Billy Glennon, chief executive of Vision Consulting, who has organised today's event, said the big question Tooze poses – how to prepare ourselves for action in a world where the challenges are different? – points to the need to move beyond the left/right "socialist versus capitalist" debate and to bring public and private organisations together to come up with better responses.

“The models and rules of thumb and policies and structures of the past, which have worked well, are not going to be enough,” he said.

‘Disaster avoidance’

Meanwhile, Tooze says the pandemic has turned “vast disaster avoidance” into a “multi-trillion dollar business” and that requires similar investment to put people in a position to be able to respond.

“We should have the top virologists around the world sit down and say what are the six worst-case variants we could have? And then let’s assign squads of people and multiple-fund squads of people to pre-envision that possibility,” he said.

“If we don’t end up getting payoff from this particular coronavirus, and its mutations, we know from the SARS experience, we will get it from some other one which comes along predictably in the next 10 to 20 years.”

Beyond the clear public health benefits from doubling or tripling science budgets in a bid to end the pandemic, governments should see this as “incredible investment opportunities” and creating high-quality jobs that this generation hopes for our children and children’s children.

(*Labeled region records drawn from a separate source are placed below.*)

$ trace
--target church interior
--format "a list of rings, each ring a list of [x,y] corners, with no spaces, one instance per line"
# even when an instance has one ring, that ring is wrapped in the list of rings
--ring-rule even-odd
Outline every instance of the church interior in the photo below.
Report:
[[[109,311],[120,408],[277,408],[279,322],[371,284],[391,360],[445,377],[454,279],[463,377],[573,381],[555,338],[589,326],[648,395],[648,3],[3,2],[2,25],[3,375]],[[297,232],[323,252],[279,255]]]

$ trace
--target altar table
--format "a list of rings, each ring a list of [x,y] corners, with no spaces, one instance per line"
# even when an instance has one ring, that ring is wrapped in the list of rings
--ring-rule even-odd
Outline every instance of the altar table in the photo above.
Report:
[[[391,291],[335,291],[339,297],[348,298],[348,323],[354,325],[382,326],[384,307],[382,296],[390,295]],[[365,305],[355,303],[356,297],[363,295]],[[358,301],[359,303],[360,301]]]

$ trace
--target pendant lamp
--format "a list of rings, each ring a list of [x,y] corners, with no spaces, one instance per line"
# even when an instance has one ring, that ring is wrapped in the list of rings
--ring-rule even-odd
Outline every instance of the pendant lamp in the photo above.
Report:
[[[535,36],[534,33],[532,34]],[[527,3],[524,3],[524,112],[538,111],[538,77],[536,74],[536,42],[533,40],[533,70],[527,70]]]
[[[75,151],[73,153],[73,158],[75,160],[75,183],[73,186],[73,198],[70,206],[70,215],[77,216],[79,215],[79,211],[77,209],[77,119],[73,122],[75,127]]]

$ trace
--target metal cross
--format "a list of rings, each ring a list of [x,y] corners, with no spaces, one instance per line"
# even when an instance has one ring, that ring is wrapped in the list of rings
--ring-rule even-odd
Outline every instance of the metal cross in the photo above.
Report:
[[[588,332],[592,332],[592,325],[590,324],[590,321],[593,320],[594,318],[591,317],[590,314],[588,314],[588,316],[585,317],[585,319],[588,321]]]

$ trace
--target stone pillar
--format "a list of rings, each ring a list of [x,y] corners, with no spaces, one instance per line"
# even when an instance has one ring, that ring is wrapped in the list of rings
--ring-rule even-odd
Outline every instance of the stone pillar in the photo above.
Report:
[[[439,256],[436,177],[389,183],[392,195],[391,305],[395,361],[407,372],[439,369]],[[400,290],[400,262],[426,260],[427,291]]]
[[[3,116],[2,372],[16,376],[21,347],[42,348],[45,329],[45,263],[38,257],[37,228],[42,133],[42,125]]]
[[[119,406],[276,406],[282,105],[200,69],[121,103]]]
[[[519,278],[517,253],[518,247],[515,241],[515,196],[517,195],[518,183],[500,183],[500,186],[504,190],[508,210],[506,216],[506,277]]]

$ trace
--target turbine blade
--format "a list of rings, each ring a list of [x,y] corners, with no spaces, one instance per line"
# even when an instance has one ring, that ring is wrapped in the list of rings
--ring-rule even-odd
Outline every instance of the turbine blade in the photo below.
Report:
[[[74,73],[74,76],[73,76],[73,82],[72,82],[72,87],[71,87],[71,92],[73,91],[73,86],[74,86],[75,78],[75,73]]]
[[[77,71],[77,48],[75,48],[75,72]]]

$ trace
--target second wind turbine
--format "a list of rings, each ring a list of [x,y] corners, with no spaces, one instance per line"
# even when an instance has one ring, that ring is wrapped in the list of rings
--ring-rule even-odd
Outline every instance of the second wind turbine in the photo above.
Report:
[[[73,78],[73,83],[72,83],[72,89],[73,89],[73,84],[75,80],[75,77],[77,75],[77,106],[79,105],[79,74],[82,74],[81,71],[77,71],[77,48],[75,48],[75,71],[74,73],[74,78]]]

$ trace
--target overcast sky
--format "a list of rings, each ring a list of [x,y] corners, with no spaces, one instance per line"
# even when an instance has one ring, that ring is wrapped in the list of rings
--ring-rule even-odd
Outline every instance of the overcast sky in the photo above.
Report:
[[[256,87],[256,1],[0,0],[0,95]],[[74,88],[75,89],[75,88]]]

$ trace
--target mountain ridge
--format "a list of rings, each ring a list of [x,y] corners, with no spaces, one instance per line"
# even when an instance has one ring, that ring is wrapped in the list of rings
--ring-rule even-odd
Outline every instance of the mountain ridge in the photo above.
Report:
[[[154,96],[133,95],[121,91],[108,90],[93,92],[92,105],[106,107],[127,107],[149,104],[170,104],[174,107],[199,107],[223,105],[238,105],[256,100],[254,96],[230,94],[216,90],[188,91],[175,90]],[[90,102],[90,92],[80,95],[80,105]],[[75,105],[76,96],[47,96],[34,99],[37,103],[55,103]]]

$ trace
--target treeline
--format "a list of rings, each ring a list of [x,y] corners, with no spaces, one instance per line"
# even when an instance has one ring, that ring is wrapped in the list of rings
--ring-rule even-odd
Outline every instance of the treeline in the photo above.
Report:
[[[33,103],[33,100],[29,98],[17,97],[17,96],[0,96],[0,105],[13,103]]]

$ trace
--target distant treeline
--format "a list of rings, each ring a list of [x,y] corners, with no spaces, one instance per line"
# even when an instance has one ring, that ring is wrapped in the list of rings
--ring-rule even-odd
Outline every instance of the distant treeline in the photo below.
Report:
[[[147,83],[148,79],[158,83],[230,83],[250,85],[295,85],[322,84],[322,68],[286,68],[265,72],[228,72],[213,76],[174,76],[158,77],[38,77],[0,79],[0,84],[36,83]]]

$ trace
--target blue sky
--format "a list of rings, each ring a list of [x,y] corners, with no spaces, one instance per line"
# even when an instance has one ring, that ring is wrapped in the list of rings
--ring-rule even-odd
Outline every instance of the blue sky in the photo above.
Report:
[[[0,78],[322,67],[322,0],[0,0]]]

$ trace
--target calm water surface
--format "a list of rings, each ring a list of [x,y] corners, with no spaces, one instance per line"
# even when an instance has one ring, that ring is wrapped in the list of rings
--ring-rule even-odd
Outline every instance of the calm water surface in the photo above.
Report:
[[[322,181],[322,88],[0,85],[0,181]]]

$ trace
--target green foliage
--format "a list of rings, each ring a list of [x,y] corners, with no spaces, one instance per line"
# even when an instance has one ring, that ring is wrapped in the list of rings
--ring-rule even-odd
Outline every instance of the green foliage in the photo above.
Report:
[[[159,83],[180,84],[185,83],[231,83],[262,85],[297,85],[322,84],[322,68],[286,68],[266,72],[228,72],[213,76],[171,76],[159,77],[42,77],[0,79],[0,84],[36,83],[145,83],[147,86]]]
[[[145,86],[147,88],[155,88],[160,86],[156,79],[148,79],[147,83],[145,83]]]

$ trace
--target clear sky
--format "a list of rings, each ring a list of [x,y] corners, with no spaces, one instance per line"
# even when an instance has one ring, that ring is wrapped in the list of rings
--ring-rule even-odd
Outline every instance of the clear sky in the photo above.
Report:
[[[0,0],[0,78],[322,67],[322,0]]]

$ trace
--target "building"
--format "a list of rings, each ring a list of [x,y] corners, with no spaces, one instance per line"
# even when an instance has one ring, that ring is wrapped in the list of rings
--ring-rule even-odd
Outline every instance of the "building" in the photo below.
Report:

“It is exactly the sort of thing that an economy like Ireland ought to be developing a niche capacity for in various ways,” he said.

“One of the secrets to Ireland’s economic success is highly skilled labour and this is will be precisely the kind of line where you would expect to be able to build capacity, maybe not for this coronavirus, but maybe for some other version of this.”

While this investment will require redundancy and a degree of subsidy, taxpayers should “quite happily” pay this as “some sort of insurance premium” to give us a chance to respond.

“Otherwise, basically, all our plans for 2022 and 2023 are now in jeopardy,” he said.

To tackle global vaccine inequality, Tooze says richer countries, including Ireland, should "twin" with poorer countries, such as in Africa, to drive vaccinations there. Irish leaders, in politics, science and economics, should "gain leverage" to make a difference in multi-lateral bodies such as the European Union and Covax, the international vaccination agency.

He says governments have failed to recognise and act on what is in their self-interest.

Vaccinating high-risk parts of the world "where the pandemic is running wild" should be part of the same calculation for the Irish Government as vaccinating high– and low-risk people in Ireland.

“This is a conflict of interest. It is not, however, a question of whether or not you protect your own. The question is how you best protect your own,” said Tooze.

“The failure of political and governmental imagination is not to recognise that by protecting people in Africa you are protecting your own.”